Proposition. The adjacency matrix of a graph $\Gamma$ has the a consecutive-ones property if and only if
$\Gamma$ is a tree, or
every induced cycle of $\Gamma$ is a $4$-cycle.
This answer is a work in progress, as I'm stuck on on the 4-cycle case of the converse.
$\Rightarrow$:
An induced $n$-cycle has vertices $0,\ldots, n-1$ with $i$ incident to $j$ if and only if $j=i\pm 1$, taking the indices modulo $n$. So in the adjacency matrix, we've got $A_{i,i+1}=A_{i,i-1}=A_{i+1,i}=A_{i-1,i}=1$ for each $i$, and all other entries $0$.

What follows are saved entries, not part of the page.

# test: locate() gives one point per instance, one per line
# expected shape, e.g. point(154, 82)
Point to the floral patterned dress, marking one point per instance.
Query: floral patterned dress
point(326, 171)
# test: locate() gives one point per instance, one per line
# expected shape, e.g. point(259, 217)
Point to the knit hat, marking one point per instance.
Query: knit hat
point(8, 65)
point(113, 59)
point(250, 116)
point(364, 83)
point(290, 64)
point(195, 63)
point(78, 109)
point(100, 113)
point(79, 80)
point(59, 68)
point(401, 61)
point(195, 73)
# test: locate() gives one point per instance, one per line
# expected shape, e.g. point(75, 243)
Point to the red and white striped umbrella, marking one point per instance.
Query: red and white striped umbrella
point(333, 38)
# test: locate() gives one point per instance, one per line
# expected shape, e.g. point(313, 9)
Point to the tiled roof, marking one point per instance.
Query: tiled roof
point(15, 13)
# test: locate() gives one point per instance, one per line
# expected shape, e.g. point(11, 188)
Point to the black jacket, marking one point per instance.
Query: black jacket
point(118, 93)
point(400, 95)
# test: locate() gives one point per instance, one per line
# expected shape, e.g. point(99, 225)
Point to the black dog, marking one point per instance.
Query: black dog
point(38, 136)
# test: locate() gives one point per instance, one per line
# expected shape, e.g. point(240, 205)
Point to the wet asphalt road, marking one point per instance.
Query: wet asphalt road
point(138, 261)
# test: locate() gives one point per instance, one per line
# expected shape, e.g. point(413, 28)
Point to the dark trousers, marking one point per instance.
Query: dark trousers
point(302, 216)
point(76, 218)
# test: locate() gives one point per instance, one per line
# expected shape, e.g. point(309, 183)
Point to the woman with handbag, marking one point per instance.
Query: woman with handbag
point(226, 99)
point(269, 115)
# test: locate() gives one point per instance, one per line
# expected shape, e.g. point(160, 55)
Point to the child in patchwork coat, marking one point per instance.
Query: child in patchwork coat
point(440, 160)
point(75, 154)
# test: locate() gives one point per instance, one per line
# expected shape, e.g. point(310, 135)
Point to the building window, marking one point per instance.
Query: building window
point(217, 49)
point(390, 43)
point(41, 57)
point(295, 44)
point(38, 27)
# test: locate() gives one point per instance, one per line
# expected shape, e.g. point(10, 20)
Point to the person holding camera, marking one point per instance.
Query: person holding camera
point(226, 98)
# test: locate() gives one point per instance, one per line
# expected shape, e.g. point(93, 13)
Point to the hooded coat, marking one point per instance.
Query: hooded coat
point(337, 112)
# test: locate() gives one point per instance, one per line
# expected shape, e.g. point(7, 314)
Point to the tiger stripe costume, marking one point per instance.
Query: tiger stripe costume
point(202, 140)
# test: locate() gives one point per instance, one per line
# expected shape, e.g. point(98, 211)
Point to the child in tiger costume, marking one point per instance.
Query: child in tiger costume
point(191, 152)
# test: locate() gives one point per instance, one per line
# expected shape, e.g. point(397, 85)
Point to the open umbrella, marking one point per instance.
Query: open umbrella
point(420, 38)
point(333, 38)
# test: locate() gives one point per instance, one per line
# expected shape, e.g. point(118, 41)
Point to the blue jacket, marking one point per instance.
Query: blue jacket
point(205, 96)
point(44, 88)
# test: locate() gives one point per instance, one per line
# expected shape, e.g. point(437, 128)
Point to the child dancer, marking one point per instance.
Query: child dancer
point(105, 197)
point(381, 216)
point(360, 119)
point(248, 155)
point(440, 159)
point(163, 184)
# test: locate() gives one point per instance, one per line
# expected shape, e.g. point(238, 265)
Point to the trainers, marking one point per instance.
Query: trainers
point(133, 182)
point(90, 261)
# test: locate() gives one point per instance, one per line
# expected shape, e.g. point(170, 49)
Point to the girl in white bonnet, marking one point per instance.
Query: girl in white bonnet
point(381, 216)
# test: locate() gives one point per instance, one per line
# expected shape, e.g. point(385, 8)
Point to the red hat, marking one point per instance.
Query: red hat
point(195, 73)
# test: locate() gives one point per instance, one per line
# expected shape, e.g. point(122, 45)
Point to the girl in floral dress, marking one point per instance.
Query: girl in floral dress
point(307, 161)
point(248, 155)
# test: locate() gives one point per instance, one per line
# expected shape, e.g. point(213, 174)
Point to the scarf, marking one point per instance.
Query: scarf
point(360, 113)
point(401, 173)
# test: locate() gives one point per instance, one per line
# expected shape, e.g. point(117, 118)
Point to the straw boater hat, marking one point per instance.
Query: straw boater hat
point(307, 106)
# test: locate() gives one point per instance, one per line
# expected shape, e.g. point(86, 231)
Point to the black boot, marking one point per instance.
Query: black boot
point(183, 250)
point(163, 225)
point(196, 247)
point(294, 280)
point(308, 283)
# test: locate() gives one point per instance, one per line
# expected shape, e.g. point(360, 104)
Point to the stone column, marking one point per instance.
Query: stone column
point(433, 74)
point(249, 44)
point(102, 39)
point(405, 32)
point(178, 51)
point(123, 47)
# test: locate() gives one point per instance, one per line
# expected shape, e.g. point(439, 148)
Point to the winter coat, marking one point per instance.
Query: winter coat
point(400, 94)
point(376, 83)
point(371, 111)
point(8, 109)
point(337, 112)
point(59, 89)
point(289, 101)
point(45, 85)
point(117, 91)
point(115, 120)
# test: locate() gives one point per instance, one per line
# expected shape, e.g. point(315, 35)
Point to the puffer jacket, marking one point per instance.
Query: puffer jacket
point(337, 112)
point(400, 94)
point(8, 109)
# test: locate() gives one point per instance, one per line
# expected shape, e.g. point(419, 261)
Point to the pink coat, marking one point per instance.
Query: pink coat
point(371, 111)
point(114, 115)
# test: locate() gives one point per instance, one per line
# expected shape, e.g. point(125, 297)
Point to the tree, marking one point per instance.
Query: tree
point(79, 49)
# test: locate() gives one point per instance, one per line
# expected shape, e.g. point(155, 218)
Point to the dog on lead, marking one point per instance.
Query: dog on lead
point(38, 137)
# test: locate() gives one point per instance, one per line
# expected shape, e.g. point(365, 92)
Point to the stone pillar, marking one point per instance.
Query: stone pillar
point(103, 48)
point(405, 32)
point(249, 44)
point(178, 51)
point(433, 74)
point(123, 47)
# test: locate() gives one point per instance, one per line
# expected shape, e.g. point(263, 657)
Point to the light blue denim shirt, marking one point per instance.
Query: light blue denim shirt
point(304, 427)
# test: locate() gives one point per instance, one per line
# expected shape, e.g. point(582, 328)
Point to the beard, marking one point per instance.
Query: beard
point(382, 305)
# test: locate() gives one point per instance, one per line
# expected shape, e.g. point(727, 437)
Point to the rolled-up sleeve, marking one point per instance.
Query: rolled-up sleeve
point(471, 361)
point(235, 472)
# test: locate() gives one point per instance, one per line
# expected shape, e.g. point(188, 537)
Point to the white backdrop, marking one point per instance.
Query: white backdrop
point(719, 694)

Suppose that $\sigma$ is the permutation of $\{1,\ldots,n\}$ giving rise to a consecutive ones arrangement of $A$. In order to have both $1$'s in a row next to other $1$'s in that column, we need that $\sigma(i)=\sigma(i+2)\mp 1=\sigma(i-2)\pm 1$. However, unless $n=4$, we cannot make such a bijection without leaving some column with $n-2$ zeroes separating a pair of $1$'s. However, if $n=4$, $A^\sigma=\left(\begin{array}{cccc}1&0&1&0\\1&0&1&0\\0&1&0&1\\0&1&0&1\end{array}\right)$ is an admissible consecutive ones arrangement.